A ban in the United States could cut off TikTok from one of its most important markets. But TikTok has already gone through the experience of losing what was at the time its biggest audience. The Indian government banned the app in 2020 after India’s geopolitical conflict with China escalated into hand-to-hand fighting along their shared border.

TikTok disappeared from app stores and its website was blocked, forcing creators who had made their living on the app to rebuild their audiences on other platforms. Several domestic alternatives emerged, but US tech giants were the biggest winners. Both YouTube and Instagram now have roughly twice as many users in India as in the United States.

Officials in neighboring Nepal took TikTok offline for nearly a year because of its refusal to curb content the government described as hate speech that disturbed “social harmony.” The ban was lifted in August after the current chief minister, KP Sharma Oli, took charge of the government for the fourth time.
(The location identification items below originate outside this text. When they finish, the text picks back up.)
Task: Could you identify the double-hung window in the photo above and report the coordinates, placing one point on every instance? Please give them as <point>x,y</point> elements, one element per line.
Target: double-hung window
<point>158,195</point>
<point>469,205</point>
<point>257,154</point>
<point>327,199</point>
The Russian government has repeatedly fined TikTok for allowing the circulation of content that does not respect the country’s censorship rules, including topics such as sex, gender and feminism. The two most recent fines, imposed by Russian courts in the past six months, rose to around $90,000.

In Indonesia, TikTok launched online shopping, which it is betting on as a new revenue stream. The app has almost as many users in Indonesia, the largest country in Southeast Asia, as in the United States. But in 2023, the government passed a law that forced TikTok to shut down its online shopping business within days.

The TikTok store was only able to reopen after merging operations with Indonesia’s largest e-commerce company, Tokopedia. It’s been slow for many store owners rebuilding their audiences, but for TikTok, the ordeal came with a payoff: access to a network of shipping drivers and logistics services built to get packages across Indonesia’s 17,000 islands.

Some governments have tried to balance TikTok’s security concerns with free expression.

Taiwan banned the app from government devices in 2019. But officials say they are not considering a wholesale ban because they don’t want to stifle Taiwan’s culture of public debate. Britain, Australia and France, as well as the executive arm of the European Union and the Parliament of New Zealand, have adopted the same approach.

TikTok was already banned from government-issued mobile devices in Canada when the government ordered TikTok to close its offices in the country in November, citing national security risks posed by ByteDance.

In documents filed in Canadian court last month to challenge the order, TikTok claimed that the Canadian government had ordered it to delay the delayed documents until the United States had decided on its approach to the company.